Etichetta:Self-Produced

Tracklist

  1. SHANGRI-LA
  2. COLD EYES
  3. IN THE END
  4. DREAMLESS
  5. IN LIFE AND DEATH
  6. THE DEPHTS OF VANADIS
  7. WHITE LIE
  8. SACRIFICE
  9. GHOST TOWN
  10. DISTANT TRAVELER
  11. ESCAPE INTO DARKNESS

Line up

  • Cliff Ljung: vocals
  • Richard Sundström: bass
  • Daniel Castman: guitars
  • Andreas Nederfeldt: drums

Voto medio utenti

La biografia dei Vindra è a tratti commovente. Nati nel 2004, dopo varie peripezie, questi svedesi di belle speranze giungono alla prima release nel 2008 ("Heroes Of The Unfinished Symphony") per poi suonare in lungo e in largo nel proprio paese promuovendo addirittura una compilation di brani precedentemente composti e mai stampati ("The Beginning", del 2011). Sempre nel 2011 iniziano i lavori per questo "Mournful Boy" ma i quattro, incerti sulla strada da percorrere, scartano il materiale fino ad allora elaborato per ricominciare tutto da capo, diventano genitori (3/4 di loro) e trovano un'etichetta tedesca disposta a investire sul disco, la Dust On The Tracks Records.
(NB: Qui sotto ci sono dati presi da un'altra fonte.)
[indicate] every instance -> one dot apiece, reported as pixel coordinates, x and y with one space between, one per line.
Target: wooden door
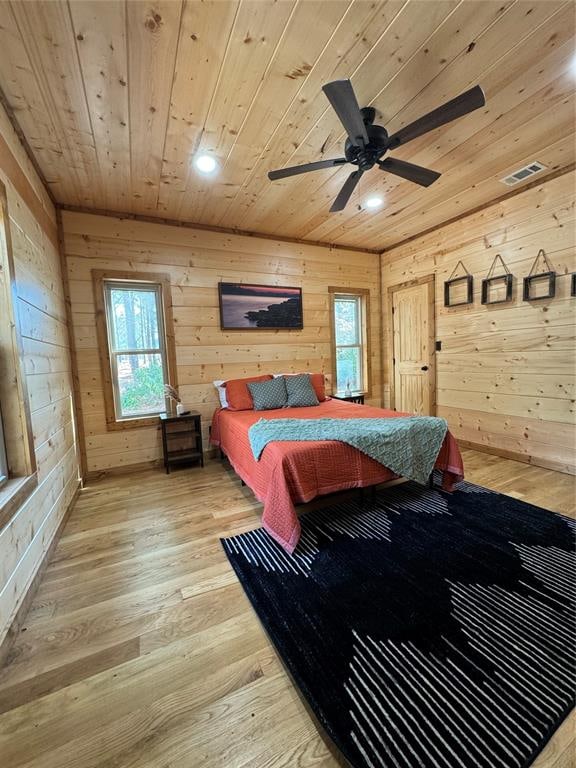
413 386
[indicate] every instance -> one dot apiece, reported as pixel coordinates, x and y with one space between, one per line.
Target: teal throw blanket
408 445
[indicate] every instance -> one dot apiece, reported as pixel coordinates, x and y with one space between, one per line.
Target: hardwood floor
141 650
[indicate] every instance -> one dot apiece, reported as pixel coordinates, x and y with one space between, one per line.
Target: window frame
4 472
100 279
362 296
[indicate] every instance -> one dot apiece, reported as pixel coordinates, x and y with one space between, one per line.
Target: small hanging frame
452 281
537 278
494 281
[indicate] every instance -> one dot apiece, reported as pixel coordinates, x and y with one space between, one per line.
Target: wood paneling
142 650
196 261
27 536
506 373
116 98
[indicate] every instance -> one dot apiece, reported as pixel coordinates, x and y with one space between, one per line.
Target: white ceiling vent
523 173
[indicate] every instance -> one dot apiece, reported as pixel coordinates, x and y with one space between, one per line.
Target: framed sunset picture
244 306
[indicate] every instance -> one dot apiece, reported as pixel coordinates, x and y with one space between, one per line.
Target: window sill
13 494
146 421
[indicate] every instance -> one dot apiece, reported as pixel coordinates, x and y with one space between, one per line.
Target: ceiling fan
368 143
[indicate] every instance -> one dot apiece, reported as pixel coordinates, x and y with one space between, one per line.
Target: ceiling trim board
513 192
206 228
27 148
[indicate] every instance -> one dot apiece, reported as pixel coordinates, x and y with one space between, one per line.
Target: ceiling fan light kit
367 143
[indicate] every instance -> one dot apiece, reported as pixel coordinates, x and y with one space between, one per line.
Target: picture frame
531 280
489 282
534 278
505 279
449 285
252 306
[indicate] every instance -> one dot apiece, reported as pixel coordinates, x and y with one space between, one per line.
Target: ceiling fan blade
415 173
283 173
343 99
345 193
458 107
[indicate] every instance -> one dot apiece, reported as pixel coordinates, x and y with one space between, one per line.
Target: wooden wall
506 373
197 260
42 317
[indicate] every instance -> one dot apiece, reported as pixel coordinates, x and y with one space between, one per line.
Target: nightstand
352 397
181 439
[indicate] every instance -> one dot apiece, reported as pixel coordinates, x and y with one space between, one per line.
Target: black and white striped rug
426 628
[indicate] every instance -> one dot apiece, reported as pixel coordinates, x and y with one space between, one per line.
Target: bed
295 472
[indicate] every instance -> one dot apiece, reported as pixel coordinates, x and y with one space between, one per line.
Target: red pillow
238 395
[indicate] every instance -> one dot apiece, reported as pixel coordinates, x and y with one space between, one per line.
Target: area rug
424 628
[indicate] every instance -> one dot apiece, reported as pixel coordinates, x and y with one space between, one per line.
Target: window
136 344
350 313
3 459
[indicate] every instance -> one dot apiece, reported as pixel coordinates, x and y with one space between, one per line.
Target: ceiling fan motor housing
366 157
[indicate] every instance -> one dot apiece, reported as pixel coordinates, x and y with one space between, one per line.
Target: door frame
430 280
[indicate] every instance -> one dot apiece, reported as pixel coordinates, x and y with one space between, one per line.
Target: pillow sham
220 386
317 380
300 391
238 395
267 395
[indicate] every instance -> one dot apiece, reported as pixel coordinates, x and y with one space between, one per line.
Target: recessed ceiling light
205 163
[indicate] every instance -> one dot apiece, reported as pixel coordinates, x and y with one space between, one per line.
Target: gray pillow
267 395
300 391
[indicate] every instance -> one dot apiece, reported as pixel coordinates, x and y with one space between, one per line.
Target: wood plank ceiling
116 97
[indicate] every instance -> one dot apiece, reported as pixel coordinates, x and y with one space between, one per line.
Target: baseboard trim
535 461
22 612
127 469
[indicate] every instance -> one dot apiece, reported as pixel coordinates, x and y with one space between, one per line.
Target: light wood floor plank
142 651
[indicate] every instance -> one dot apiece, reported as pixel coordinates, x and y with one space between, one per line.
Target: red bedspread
295 472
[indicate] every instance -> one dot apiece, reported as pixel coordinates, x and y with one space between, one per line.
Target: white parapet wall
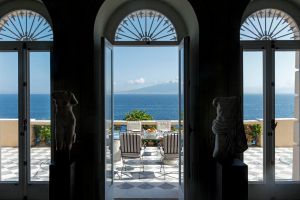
9 131
284 132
Ora tirate fuori i fazzoletti: la label di cui sopra fallisce (del resto se c'è della "polvere sulle tracce" qualche dubbio te lo devi pur far venire, ndr) e i nostri, con un pugno di mosche in mano, sono costretti ad autofinanziarsi per pubblicare il materiale tanto sofferto.

Ironia a parte, dopo aver ascoltato il full-length, quello che mi sento di dire è che sicuramente i membri di questo combo non sono dei "fenomeni" (né come autori né come performer), ma nonostante questo ce la mettono tutta per cercare di essere vari e interessanti senza dover rinunciare a quella coerenza che, se mancante, vanificherebbe gli sforzi intrapresi per arrivare a questo risultato.
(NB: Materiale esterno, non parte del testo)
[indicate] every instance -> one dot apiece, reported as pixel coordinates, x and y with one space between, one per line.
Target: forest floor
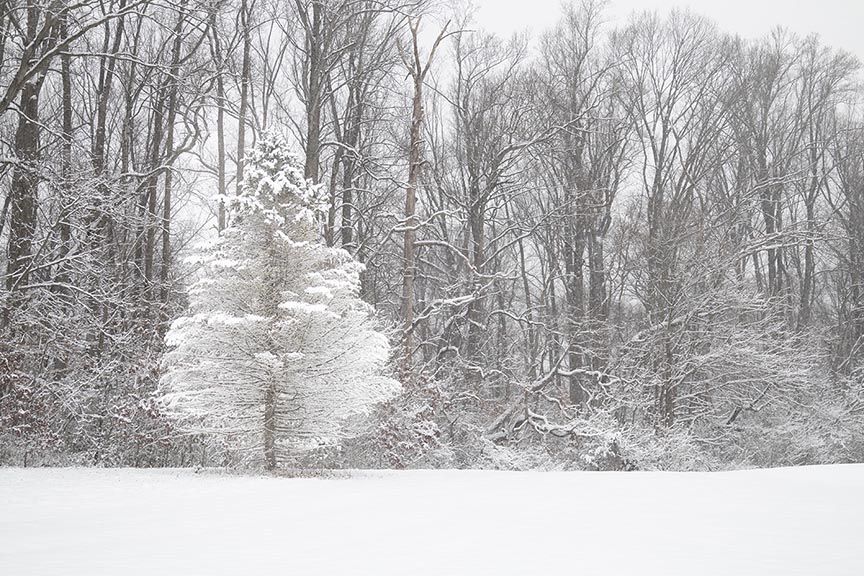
119 522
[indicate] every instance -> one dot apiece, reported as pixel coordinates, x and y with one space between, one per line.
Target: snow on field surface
92 522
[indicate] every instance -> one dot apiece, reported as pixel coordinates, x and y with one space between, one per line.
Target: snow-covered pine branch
277 349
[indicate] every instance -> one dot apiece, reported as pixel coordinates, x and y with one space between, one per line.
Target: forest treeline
607 246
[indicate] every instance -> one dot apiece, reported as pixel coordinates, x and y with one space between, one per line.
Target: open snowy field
92 522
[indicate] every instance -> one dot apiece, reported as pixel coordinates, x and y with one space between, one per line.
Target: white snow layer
92 522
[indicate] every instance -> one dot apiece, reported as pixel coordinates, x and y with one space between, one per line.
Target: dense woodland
632 245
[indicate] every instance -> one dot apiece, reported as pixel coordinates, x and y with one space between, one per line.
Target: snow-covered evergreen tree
277 349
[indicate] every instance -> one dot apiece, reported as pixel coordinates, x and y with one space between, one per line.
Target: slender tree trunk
220 120
245 80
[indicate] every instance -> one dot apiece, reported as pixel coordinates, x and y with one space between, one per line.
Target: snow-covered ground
92 522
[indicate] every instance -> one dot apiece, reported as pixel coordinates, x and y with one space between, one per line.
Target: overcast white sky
839 22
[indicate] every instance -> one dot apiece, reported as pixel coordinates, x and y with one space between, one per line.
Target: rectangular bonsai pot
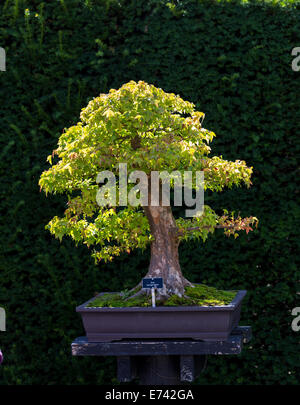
208 323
Le coordinate stilistiche rimandano a un alternative rock melodico di matrice Nineties (quasi metal nelle intenzioni, ma troppo “zozzo” nell’esecuzione per poter essere considerato tale) con rimandi agli Eighties nelle armonie vocali e ai Seventies nelle fasi solistiche, equamente distribuito tra episodi lenti e veloci. Eccoci allora immersi in brani talvolta elaborati (l’iniziale “Shangri-La”, “Cold Eyes” o “Escape Into Darkness”), talvolta più diretti e incisivi (“In The End”, “In Life And Death”, “Sacrifice”, “Distant Traveler”), reminiscenze pinkfloydiane (“Dreamless”, lo strumentale “The Depths Of Vanadis”, “White Lie”) e richiami più marcatamente mainstream (“Ghost Town” fa addirittura pensare ai Police o agli U2). Un’onesta produzione poco ricamata e molto “live-in-studio” risulta, in questo caso specifico, un plus che caratterizza meglio i suoni dei singoli brani senza omologarli e scacciando quel pericoloso spettro chiamato “noia”.

Il voto va all’impegno: non penso che si sentirà parlare molto di questa formazione e probabilmente io stesso non li ascolterò più nella vita ma voglio comunque premiarli per la costanza e la determinazione.